I was at the WordPress Bern meet-up a little while ago, held on the topic of WordPress Themes. An interesting conversation came up about page layouts, with a specific subject being the trend for large images in the top section of web pages.
Such layouts have been very fashionable since web developers and designers found that they could specify the height of elements in viewport units, making images fill the screen when first arriving on a page.
This look is everywhere, which you can see immediately if you visit this list of “inspirational” website landing pages. These sites look good, there’s no doubt. But they almost all follow the same basic idea: large blocks of content, large images, and an especially large block right at the top of the page. This usually leads to the viewer seeing something like this when opening the website.

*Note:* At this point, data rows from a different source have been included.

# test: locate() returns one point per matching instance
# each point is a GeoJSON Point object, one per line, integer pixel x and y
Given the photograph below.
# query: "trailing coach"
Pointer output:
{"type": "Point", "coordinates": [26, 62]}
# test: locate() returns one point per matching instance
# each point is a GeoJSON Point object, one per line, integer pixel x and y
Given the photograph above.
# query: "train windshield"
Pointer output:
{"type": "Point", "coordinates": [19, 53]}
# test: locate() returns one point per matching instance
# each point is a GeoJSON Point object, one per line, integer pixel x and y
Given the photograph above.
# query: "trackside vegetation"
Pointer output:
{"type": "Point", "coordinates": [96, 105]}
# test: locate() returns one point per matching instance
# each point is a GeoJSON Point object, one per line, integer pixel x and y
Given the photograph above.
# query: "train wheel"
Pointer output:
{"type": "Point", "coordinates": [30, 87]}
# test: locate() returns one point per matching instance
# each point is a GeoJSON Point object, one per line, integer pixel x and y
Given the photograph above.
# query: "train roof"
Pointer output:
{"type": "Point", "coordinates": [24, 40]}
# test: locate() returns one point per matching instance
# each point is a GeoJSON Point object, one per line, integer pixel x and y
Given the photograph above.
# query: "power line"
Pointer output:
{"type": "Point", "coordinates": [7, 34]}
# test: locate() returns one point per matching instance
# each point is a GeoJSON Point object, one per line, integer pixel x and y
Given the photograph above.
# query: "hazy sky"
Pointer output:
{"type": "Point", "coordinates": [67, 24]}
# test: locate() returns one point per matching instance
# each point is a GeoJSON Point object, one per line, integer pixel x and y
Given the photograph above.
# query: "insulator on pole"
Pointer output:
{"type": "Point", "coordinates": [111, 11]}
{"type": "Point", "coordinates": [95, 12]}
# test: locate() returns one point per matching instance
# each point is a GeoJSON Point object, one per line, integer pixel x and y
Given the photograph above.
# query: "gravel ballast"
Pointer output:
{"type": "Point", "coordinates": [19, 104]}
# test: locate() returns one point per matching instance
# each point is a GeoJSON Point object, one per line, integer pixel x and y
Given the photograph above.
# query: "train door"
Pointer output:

OK, so is that a bad thing? Not necessarily. But a web designer must first consider two things: what is going to appear within this section, and whether that’s what the person visiting the website wants to find.
Huge Inc. ran some tests and found that all but a tiny handful of visitors will try to scroll down the page if they don’t see what they’re looking for straight away. This brings rise to the argument that “the fold” – i.e. what is visible above the bottom edge of the visible viewport without scrolling – doesn’t matter any more.
Everyone scrolls, so does it matter what content appears above or below “the fold”?
What has been forgotten when advocating that “the fold” doesn’t matter is that although the visitor can scroll down and will scroll down, the fact that if they have to scroll down, this is an inconvenience. Which is, in the vast majority of cases, avoidable.
In many cases, the visitor may not be familiar with such layouts, and be a bit bewildered that on a site like Medium, the article text often starts below a massive header image. On loading the page, there is no indication that there is even any text to be read. A less-savvy internet user, who are in the majority of the browsing public, may even go elsewhere instead of staying on the site. You’ve lost a visitor by hiding the information they’re looking for.
For someone who arrives at Medium expecting to read an article, this view is off-putting. Sure, the visitor will scroll. But if the site is about articles and writing, why place 90% of the importance of the initial view on an image, which does little more than act as a graphic design element?
The example in the screenshot below actually expands to fill the screen and hides the text on purpose. It places more emphasis on a link to the “next story” (at the bottom right of this view) than to the actual content, which is hidden “below the fold”. This is contradictory to anything I’ve ever learned about usability.
Whilst graphic design is a key part of any website, the designer, programmer and (if there is one) the user experience specialist need to consider who the target audience is for the website. There’s not necessarily a need to squish as much as possible into the view “above the fold”, but many websites would benefit from putting more information in this first view.
A rule of thumb for interaction design is to make the interface attractive and easy to use, providing the visitor with as few hurdles to overcome on their way to the information they want. Filling the screen with a lovely picture is a nice welcome, but putting information and tools which the visitor needs there too is much better. Swiss Airlines‘ website is a good mix: a big picture, but also the most important navigation links and tools for flights, car rental and hotel bookings.